MC: It’s already underway! Much like it does for our customers, planning for the holiday season starts in the summer for Bluecore’s engineering team.
SS: How do you instill confidence that Bluecore can support the increased demand?
MC: Part of the ethos of the Bluecore engineering team is that hope is not a strategy. So for our holiday readiness work, we run extensive “game day” tests.
Game days are when we load the system with traffic at 8-10x our regular volume, which is historically more than twice of what we actually see on Black Friday and Cyber Monday (that way we can make sure we are more than ready for the actual spike in traffic). We’ll do a game day and ramp up load until something breaks, then we’ll figure out what broke and fix it. Then we rinse and repeat. What’s really important is that we do game days in our production environment to make sure we are actually ready. While this type of testing is expensive from a resourcing standpoint, we think it’s important to do because test environments don’t always have the exact same configuration as what’s live. As a result, running these tests in our production environment means there shouldn’t be any unexpected surprises during the actual holidays.
Then we set code freezes, which is a period of time during which we don’t change any of the code for our platform. These freezes are important for making sure our game days are accurate because it gives our platform stability. If we didn’t enforce a code freeze, then any changes to the code might result in an outcome we didn’t anticipate during our game days. We actually start with a code “slush” a month before Black Friday, and that means we don’t deliver any major changes to the platform — only bug fixes or critical updates. Then the week before Black Friday we institute a full code freeze so we have full confidence that the results from our last game days are relevant.

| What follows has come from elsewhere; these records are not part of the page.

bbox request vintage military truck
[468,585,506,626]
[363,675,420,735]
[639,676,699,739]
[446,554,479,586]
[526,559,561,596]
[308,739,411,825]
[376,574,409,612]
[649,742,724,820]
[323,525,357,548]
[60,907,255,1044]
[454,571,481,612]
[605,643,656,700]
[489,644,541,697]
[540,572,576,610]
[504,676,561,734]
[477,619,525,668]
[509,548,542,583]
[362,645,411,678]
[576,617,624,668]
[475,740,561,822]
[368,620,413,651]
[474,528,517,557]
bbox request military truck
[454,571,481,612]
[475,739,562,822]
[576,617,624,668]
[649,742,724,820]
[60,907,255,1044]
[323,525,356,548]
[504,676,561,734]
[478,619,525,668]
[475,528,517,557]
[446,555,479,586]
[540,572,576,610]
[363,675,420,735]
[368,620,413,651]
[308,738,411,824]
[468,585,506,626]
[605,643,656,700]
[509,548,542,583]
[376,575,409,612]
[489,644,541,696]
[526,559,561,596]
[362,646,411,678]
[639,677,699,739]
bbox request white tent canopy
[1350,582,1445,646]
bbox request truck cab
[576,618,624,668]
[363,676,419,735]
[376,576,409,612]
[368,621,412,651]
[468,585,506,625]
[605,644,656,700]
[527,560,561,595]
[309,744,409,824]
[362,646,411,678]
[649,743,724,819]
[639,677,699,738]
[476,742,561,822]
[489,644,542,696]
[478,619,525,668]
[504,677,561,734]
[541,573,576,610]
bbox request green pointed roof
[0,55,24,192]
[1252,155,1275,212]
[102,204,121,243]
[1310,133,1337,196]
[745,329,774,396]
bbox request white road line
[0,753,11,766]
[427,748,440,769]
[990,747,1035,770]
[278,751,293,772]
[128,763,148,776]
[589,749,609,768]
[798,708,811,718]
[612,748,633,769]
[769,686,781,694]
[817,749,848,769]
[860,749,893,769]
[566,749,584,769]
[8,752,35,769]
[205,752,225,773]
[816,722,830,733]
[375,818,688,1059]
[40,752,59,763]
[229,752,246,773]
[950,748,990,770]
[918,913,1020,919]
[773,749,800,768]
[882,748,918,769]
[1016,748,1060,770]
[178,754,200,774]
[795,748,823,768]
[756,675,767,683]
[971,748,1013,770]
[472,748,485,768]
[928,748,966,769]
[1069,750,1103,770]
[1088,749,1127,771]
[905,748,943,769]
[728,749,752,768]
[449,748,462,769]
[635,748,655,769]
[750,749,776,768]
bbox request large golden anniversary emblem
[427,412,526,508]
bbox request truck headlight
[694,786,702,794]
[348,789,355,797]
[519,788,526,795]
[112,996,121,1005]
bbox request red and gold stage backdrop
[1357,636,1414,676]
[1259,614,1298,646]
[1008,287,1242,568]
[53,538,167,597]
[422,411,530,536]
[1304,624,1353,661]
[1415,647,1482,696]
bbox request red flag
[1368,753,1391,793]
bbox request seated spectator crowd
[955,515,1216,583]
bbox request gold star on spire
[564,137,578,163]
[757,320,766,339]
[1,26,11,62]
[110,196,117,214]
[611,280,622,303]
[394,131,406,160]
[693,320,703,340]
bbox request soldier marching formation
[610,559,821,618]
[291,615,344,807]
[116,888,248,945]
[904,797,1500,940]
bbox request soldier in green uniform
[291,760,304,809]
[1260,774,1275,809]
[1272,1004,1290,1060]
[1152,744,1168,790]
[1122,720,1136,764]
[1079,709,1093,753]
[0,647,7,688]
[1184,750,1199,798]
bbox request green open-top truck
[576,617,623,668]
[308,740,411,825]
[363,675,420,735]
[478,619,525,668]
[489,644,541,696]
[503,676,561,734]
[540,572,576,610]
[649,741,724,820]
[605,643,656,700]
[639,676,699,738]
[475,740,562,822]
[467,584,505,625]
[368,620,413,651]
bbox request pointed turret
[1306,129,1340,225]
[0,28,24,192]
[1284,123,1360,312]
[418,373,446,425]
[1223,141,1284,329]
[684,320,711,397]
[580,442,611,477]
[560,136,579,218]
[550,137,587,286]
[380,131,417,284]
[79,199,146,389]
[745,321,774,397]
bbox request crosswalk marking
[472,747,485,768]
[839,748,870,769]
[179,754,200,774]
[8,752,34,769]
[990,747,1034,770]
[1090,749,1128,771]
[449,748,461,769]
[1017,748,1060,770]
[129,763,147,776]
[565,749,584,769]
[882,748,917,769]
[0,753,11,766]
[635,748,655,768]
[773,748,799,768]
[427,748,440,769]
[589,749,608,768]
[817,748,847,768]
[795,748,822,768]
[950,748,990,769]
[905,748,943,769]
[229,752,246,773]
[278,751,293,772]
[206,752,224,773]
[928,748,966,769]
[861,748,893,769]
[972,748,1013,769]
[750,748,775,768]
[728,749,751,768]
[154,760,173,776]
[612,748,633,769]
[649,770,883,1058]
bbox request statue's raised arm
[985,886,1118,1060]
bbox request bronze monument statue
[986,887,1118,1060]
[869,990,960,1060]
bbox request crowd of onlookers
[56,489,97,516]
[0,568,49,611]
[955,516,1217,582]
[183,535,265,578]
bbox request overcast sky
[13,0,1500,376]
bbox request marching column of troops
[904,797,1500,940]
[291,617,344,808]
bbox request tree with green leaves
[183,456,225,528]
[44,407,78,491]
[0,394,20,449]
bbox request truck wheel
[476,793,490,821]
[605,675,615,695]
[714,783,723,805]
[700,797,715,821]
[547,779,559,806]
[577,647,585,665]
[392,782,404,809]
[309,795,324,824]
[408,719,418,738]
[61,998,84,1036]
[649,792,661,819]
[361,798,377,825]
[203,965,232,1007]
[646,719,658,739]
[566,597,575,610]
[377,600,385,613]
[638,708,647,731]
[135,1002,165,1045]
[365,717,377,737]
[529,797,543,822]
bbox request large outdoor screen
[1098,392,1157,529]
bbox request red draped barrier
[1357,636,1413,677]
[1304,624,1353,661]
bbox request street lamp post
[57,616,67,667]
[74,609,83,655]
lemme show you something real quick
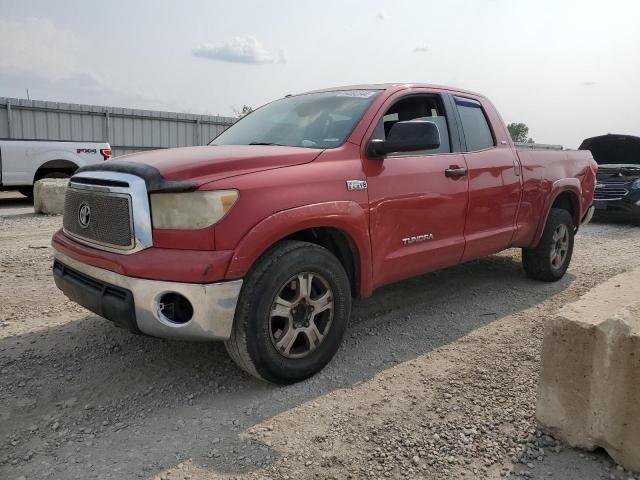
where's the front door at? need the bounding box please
[362,92,470,288]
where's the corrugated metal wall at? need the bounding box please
[0,97,236,157]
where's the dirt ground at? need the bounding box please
[1,213,640,480]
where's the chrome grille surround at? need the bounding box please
[594,184,630,201]
[63,171,153,254]
[595,178,630,186]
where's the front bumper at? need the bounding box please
[581,205,595,226]
[592,191,640,217]
[53,250,243,341]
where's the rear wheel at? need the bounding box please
[21,171,73,199]
[522,208,574,282]
[18,187,33,198]
[21,171,73,198]
[225,240,351,384]
[40,171,71,180]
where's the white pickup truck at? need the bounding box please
[0,140,112,197]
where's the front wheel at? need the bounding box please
[225,241,351,384]
[522,208,575,282]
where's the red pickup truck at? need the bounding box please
[52,84,596,384]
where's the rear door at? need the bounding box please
[362,90,470,288]
[452,96,521,261]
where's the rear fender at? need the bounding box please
[531,179,582,248]
[32,149,81,168]
[225,201,373,297]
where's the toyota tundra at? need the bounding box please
[52,84,597,384]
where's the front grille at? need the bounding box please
[596,178,630,185]
[594,186,629,200]
[63,188,134,248]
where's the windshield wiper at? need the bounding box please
[249,142,283,146]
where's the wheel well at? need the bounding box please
[551,191,580,227]
[284,227,359,297]
[34,160,78,181]
[551,192,580,229]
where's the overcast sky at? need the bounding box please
[1,0,638,148]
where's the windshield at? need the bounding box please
[211,90,382,149]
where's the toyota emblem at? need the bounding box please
[78,203,91,228]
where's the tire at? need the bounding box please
[41,171,71,180]
[18,187,33,198]
[225,240,351,384]
[19,172,71,199]
[522,208,575,282]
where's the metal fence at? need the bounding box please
[0,97,236,157]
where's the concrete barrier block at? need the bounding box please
[537,268,640,471]
[33,179,68,215]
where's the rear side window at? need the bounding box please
[454,96,494,151]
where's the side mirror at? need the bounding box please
[367,120,441,158]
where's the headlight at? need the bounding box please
[632,179,640,190]
[150,190,239,230]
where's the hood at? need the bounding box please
[110,145,324,184]
[579,134,640,169]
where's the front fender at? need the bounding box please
[531,178,582,248]
[225,201,373,297]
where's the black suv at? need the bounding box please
[580,134,640,219]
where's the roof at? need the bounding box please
[296,83,486,99]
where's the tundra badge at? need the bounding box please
[402,234,433,245]
[346,180,368,191]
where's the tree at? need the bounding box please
[507,122,534,144]
[233,105,253,119]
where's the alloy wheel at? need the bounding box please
[269,272,334,359]
[550,224,570,269]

SS: What do you wish retailers knew about everything your team is doing right now to prepare for the holidays?
MC: How seriously we take this and how much time we put into it. We’re results oriented, so we need to ensure the success of our customers during their biggest time of need. Many marketing systems (especially legacy ESPs) have outages during this time. We make it possible for our customers to dynamically shift their loads to Bluecore. Last year we had multiple brands switch sends over to Bluecore at the last minute and we knew from our preparation we could handle them without issue.
There’s an enormous amount of work that goes on behind the scenes to make that smooth holiday season possible for our brands. We start preparing during the summer, and it takes a lot of coordination to make sure we can handle the influxes in traffic to support our customers during their most critical time of the year. From June on, we’re behind the scenes tweaking and monitoring to make sure we can handle the increased volumes that will start in November.

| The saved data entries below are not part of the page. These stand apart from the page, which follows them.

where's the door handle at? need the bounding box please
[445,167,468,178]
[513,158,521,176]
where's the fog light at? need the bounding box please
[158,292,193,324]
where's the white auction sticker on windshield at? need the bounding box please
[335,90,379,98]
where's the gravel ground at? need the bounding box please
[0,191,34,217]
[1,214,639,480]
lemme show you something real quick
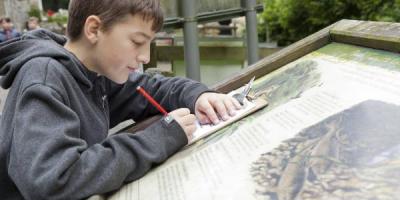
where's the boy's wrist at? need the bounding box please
[159,115,188,149]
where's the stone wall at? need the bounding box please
[0,0,5,18]
[3,0,30,31]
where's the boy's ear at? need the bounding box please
[84,15,102,44]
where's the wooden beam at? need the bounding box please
[330,19,400,53]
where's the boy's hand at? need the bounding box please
[195,92,242,125]
[169,108,197,141]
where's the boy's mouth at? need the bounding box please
[127,66,138,72]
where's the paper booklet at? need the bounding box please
[188,97,268,145]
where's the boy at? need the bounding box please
[0,17,21,43]
[0,0,241,199]
[24,17,41,32]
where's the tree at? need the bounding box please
[259,0,400,46]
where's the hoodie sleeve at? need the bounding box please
[107,73,212,127]
[9,83,188,199]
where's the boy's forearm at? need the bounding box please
[108,74,211,125]
[11,112,186,199]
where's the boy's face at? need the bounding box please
[92,14,155,84]
[1,20,10,30]
[28,20,39,30]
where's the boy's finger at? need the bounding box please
[187,124,197,134]
[200,101,220,124]
[224,98,237,116]
[231,97,242,109]
[185,126,195,140]
[182,114,197,126]
[171,108,190,116]
[197,112,211,124]
[210,98,229,121]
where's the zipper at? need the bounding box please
[101,95,107,109]
[94,77,110,130]
[98,94,109,130]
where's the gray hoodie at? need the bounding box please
[0,29,209,200]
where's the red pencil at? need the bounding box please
[136,86,168,116]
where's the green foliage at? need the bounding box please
[259,0,400,46]
[48,15,68,25]
[47,9,68,26]
[28,5,42,21]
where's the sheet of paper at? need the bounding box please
[189,99,256,144]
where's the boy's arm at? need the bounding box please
[107,74,211,127]
[9,83,188,199]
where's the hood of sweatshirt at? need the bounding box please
[0,29,96,90]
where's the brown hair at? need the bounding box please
[28,16,39,23]
[67,0,164,41]
[0,17,11,23]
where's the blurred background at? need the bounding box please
[1,0,400,111]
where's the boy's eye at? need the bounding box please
[132,40,145,46]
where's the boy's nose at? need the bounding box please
[137,43,152,64]
[137,54,150,65]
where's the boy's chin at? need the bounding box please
[128,72,142,82]
[110,72,143,84]
[109,76,129,84]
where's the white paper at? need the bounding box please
[189,99,256,144]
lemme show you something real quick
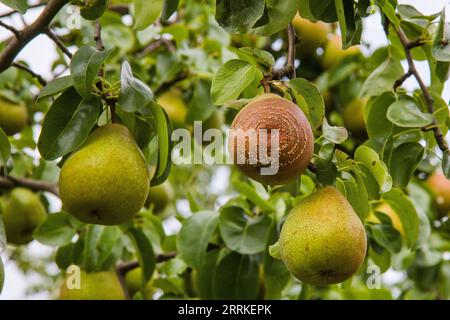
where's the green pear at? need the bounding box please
[145,181,174,214]
[427,172,450,218]
[59,270,126,300]
[124,267,154,299]
[157,88,188,128]
[279,186,367,285]
[322,35,361,70]
[292,13,331,57]
[59,124,150,225]
[343,98,367,137]
[0,98,28,136]
[1,188,46,245]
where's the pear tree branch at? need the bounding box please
[45,28,73,58]
[12,62,47,86]
[394,26,449,154]
[0,0,70,73]
[0,20,21,38]
[0,176,59,196]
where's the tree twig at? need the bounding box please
[94,19,104,51]
[0,176,59,196]
[12,62,47,86]
[0,0,70,73]
[263,23,297,82]
[45,28,73,58]
[0,20,21,38]
[395,26,449,154]
[116,252,177,275]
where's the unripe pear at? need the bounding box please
[343,98,367,137]
[145,181,174,214]
[367,203,404,236]
[59,270,126,300]
[292,13,331,57]
[1,188,46,245]
[322,35,361,69]
[0,98,28,136]
[124,267,154,299]
[157,88,188,128]
[279,186,367,285]
[229,94,314,185]
[59,124,150,225]
[427,172,450,218]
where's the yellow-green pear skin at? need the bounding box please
[59,271,126,300]
[292,13,330,57]
[125,268,154,299]
[157,88,187,128]
[1,188,46,245]
[0,98,28,136]
[343,98,367,137]
[59,124,150,225]
[322,36,361,70]
[279,186,367,285]
[145,182,174,214]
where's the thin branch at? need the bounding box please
[263,23,297,82]
[12,62,47,86]
[136,38,176,58]
[0,176,59,196]
[94,19,104,51]
[45,28,73,58]
[0,20,21,38]
[108,4,129,15]
[0,0,70,73]
[116,252,177,275]
[395,26,449,154]
[393,69,413,90]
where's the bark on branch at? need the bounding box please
[0,176,59,196]
[0,0,70,73]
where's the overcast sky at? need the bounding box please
[0,0,449,300]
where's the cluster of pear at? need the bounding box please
[293,13,367,139]
[229,93,367,284]
[0,97,28,136]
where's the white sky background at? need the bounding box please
[0,0,449,299]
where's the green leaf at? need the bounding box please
[322,118,348,144]
[239,47,275,69]
[366,92,395,138]
[70,45,112,99]
[0,0,27,13]
[219,206,272,254]
[177,211,219,268]
[212,250,259,300]
[355,145,392,193]
[161,0,180,21]
[252,0,298,36]
[389,142,424,188]
[443,151,450,178]
[232,181,274,212]
[149,101,173,186]
[288,78,325,130]
[84,225,122,272]
[38,76,73,100]
[302,0,337,22]
[337,175,370,220]
[335,0,362,48]
[38,87,100,161]
[211,60,260,105]
[134,0,164,31]
[127,227,156,283]
[316,141,337,185]
[370,223,402,253]
[382,188,419,248]
[33,212,79,247]
[387,95,433,127]
[0,127,11,168]
[186,79,215,123]
[360,56,404,97]
[0,205,6,250]
[195,249,220,299]
[215,0,265,34]
[432,9,450,62]
[376,0,400,27]
[0,257,4,294]
[119,61,154,114]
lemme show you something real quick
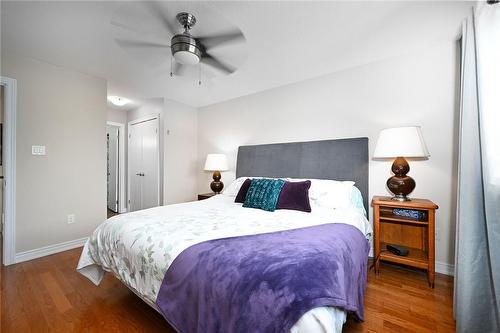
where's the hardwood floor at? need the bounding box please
[107,209,119,219]
[1,248,455,333]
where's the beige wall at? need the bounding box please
[0,86,3,218]
[2,55,107,253]
[163,99,198,204]
[107,107,127,125]
[0,85,3,178]
[0,85,4,122]
[198,43,459,267]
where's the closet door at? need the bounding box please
[140,119,159,209]
[128,121,143,212]
[128,117,159,212]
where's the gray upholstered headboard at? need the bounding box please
[236,138,369,210]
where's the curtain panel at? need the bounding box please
[454,4,500,333]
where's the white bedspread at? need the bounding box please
[77,195,372,333]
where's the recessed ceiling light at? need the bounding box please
[108,96,130,107]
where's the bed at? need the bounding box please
[77,138,371,333]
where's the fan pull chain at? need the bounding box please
[170,55,173,77]
[198,62,202,85]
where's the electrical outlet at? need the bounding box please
[67,214,76,224]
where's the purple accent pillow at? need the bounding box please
[276,180,312,212]
[235,178,252,203]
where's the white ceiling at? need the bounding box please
[1,1,473,108]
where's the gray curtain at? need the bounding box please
[454,4,500,333]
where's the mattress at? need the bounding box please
[77,194,372,333]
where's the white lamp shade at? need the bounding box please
[373,126,430,158]
[204,154,229,171]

However, just like with a major exam like the SATs, we can’t cram the prep during the summer. Throughout the entire year, we execute a sophisticated SRE (site reliability engineering) policy that ensures we learn and evolve from all production incidents. During the summer, we execute load tests to ensure a realistic test of what to expect in November.
I’m really proud of the work we put in. Each year we hit record highs in terms of site events ingested and volume served (the past three years we have had a stellar reliability record), and despite the technical challenges that go into pushing our system beyond its previously known limits, we always find a way to make it happen.
SS: What’s the biggest lesson you’ve learned from doing this type of prep work for previous holiday seasons?
MC: Start early, prepare early, forecast early! That way we can approach the holiday season with zen-like confidence and an agile ability to respond. The nice thing is that we have a formula developed from lessons learned in the past, so we have a good idea of the kind of forecasting and work we need to do to ensure we have a successful holiday season.
SS: What are you most looking forward to this holiday season?
MC: Pushing our system further than it’s ever been in the past and seeing our customers get value from that. It’s incredibly rewarding to see exactly what we can do. Finally, the work we put in to prepare is something for our whole team to be proud of.